The combination of easy access and state of preservation makes the visit to Pu’uhonua o Honaunau National Historical Park a worthwhile stop before snorkeling at the adjacent Two-Step Beach. Plus, it’s just $5 to enter with a car or $3 to walk in. Meaning ‘place of refuge’ in Hawaiian, this was a residence of Hawaiian royalty that also doubled beyond its stone walls as a safe haven for ancient Hawaiians who broke the strict kapu system. By taking refuge here and receiving ‘treatments’ from the priests, violators of kapu could avoid a death sentence.
If you’re really interested in the history of the place, park rangers offer free tours. Otherwise, grab a map and explore the grounds at your own pace. Check out the ancient heiaus (stone temples), outrigger canoe and reconstructed tiki statues. It’s nowhere near as impressive as the ancient Polynesian temples of the Marquesas Islands in French Polynesia, but this is one of the best ancient sites I visited in Hawaii.
It’s not actually a proper beach but rather a collection of smooth lava rocks leading down to the secluded bay. Find a spot somewhere on the rocks, put your gear on, and enjoy the vivid marine life. It’s the best place for snorkeling on the Big Island after the Captain Cook Monument (see option 1), but since it is easily accessible by car, it is a popular place.
And why is it called ‘two-step’? Because all you need to do is take two steps beyond the lava ledge and you’re inside the pristine coral garden. Enjoy!
Logistics: I recommend wearing reef shoes at the very least because exiting the water can be a bit tricky, especially in rougher conditions. Fins will make life easy for you but not 100% required. There is no shade or places to buy food, but there are portable toilets across the beach.
Back on the main road, stop for a smoothie at South Kona Fruit Stand and continue on the short drive to one of the best beaches on the Big Island. Ho’okena is a favorite among locals and you’ll hardly find any tourists over here despite the close proximity to Two-Step. The beach’s full facilities (outdoor showers included) and campsite, make this place super popular on weekends.

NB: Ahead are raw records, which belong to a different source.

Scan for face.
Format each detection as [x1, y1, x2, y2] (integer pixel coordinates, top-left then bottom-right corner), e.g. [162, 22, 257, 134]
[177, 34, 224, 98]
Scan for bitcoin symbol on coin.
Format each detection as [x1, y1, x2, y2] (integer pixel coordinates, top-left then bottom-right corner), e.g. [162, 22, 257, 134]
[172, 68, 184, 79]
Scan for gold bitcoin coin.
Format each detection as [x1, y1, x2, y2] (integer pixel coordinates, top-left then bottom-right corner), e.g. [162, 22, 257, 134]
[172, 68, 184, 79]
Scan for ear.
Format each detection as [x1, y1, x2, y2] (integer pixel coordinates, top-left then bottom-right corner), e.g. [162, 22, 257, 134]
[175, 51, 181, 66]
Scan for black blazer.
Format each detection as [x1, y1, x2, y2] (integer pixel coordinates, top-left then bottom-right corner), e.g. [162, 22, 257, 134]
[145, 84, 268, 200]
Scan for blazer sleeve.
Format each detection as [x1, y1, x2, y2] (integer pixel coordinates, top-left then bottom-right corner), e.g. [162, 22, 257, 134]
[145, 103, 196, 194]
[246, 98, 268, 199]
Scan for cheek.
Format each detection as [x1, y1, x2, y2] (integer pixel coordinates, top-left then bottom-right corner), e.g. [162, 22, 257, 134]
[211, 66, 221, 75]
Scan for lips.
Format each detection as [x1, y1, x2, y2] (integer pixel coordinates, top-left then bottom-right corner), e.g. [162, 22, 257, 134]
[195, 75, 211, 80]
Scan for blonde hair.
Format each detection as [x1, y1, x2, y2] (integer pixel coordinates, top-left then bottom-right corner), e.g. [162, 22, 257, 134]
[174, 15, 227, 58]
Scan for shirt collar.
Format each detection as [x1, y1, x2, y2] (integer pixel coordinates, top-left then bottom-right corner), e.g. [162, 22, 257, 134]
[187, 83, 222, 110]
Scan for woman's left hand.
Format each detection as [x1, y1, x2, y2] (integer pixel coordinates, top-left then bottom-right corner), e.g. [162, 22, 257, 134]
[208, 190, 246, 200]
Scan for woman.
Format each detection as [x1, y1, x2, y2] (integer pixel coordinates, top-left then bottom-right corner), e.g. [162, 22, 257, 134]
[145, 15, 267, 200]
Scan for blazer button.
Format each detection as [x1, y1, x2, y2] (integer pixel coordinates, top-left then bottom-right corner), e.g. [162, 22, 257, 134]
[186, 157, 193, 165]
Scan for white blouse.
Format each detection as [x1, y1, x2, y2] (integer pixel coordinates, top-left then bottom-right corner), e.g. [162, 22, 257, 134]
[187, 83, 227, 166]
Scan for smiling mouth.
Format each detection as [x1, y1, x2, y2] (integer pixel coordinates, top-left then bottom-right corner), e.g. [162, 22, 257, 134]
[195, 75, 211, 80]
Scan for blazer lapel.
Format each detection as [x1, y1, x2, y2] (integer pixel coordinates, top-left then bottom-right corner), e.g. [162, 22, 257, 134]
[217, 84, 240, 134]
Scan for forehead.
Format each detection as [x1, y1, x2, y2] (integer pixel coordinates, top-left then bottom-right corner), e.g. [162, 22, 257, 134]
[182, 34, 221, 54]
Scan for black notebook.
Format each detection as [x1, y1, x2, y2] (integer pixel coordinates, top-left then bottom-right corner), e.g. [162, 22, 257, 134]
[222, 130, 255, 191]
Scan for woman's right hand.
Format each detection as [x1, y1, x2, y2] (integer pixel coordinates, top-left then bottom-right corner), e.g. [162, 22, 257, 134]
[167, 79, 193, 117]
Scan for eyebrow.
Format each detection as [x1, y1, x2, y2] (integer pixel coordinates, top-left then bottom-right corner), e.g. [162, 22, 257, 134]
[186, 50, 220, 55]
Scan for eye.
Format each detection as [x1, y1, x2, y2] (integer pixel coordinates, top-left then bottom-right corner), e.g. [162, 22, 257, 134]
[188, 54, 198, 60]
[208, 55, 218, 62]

The sand is a mix of black and gray and the vibe is totally relaxing – the Hawaii you envision. Swimming can be very rough in the winter months, but there’s a good chance of spotting spinner dolphins and humpback whales offshore.
On the way back to Kailua, stop at the Original Donkey Balls Factory if they’re still open and buy some quirky chocolates to take back home with you.
A must for many visitors to the Big Island, diving with manta rays is a popular activity on the Kona Coast. Expect to pay around $190 for a two-tank dive, which includes a ‘regular’ morning dive and a night dive with manta rays.
Between the dives, I recommend spending more time in Kailua Town, grabbing some delicious poke and paying a visit to Magic Sands Beach – one of the prettiest on the Kona Coast and a prime spot for sunsets. The beach gets its name from its ‘disappearing act’ during winter months when currents and waves strip the beach of most of its sand. There’s still enough of it to place a towel on, but the swimming can be rough (and very rocky).